New Data Show Parallels in Long-Term Care Needs between Patients Who Reside at Home and Those in Facilities
Research Reveals Substantial Unmet Health Care and LTC Needs for Those Living at Home; LTC Pharmacy Services Are Essential to the Aging Population Regardless of Residence
Washington, DC - As Congress debates access to important home and community-based services, new analysis of Medicare data from the Senior Care Pharmacy Coalition (SCPC) and ATI Advisory (ATI) shows that individuals with long-term care (LTC) needs have similar medical and pharmacy expenses and complexity regardless of whether they reside in the community or a facility setting.
Despite this close resemblance, current policy limits LTC pharmacy services to individuals living in facility settings (e.g., skilled nursing facilities and assisted living communities), leaving older people who choose to live at home with potentially unmet needs. SCPC/ATI research shows that nearly 75 percent of today’s Medicare beneficiaries with LTC needs live at home or in other community settings (e.g., independent living and retirement community), suggesting a gap in access to important services for these individuals and pointing to the need to clarify and expand current policy.
The U.S. Department of Health and Human Services predicts 70 percent of individuals who reach age 65 will need LTC services (defined as needing assistance with at least two activities of daily living, such as bathing oneself or eating) at some point in their older adult life. Additionally, this new analysis shines a light on the demographics of individuals with LTC needs living in the community revealing that Black and Hispanic/Latinx individuals are more likely to live in the community and are particularly impacted by disparities from LTC facility bias.

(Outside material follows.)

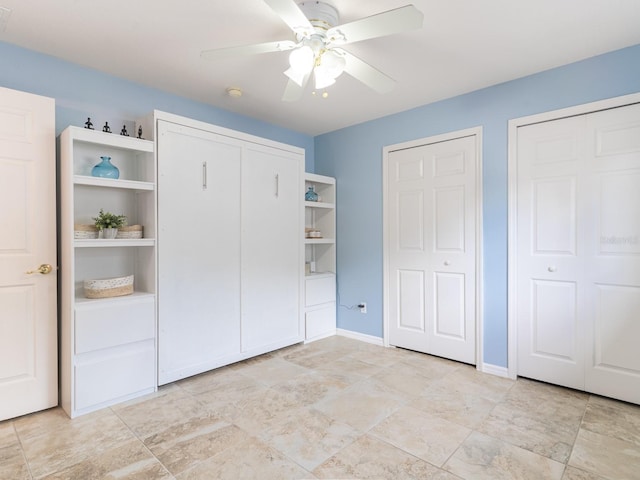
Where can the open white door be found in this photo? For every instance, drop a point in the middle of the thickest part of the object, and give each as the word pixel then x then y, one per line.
pixel 28 313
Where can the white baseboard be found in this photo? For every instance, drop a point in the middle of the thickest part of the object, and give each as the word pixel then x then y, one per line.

This analysis also finds that Medicare beneficiaries with LTC needs residing at home require more prescriptions, on average annually (14) than their counterparts in facility settings (12). This suggests that a successful infrastructure for aging-in-community should address access to a range of LTC services, including LTC pharmacy services, and integration of LTC services and health care services for individuals with LTC needs.
“As we look to improve health care for older Americans, it is essential that individuals have access to all necessary services including LTC pharmacy services wherever they live and regardless of their personal resources,” said SCPC President and CEO Alan Rosenbloom. “While the future of health care and services for our graying population is challenging, there are common-sense policy solutions like expanding access to home and community-based services (HCBS) and assuring equal access to LTC pharmacy services. We have a responsibility to ensure that the personal decision to age-in-community does not leave millions of people without high-quality care and services.”
“We need to include LTC pharmacies in current policy discussions around shifting LTC to the home and community,” said Anne Tumlinson, CEO of ATI Advisory. “This is yet another source of the institutional bias that is rampant in LTC coverage policies in our country.”
Congress must account for a population that requires a more intense level of care, service integration, and care management, regardless of where they live. LTC pharmacies must play an essential role in the health care delivery for people living at home or in the community.
About Senior Care Pharmacy Coalition
The Senior Care Pharmacy Coalition (SCPC) is the only national organization exclusively representing the interests of LTC pharmacies, representing 75% of the sector overall. Its members operate in all 50 states and serve 850,000 patients daily in skilled nursing and assisted living facilities across the country. Visit seniorcarepharmacies.org to learn more.
About ATI Advisory
ATI Advisory is an advisory services and research consulting firm focused on transforming the healthcare delivery and financing systems for frail, older adults. ATI Advisory applies quantitative and qualitive research methods to identify opportunities to improve Medicare, Medicaid, and long-term care, and it stands by research and data as the foundation of quality.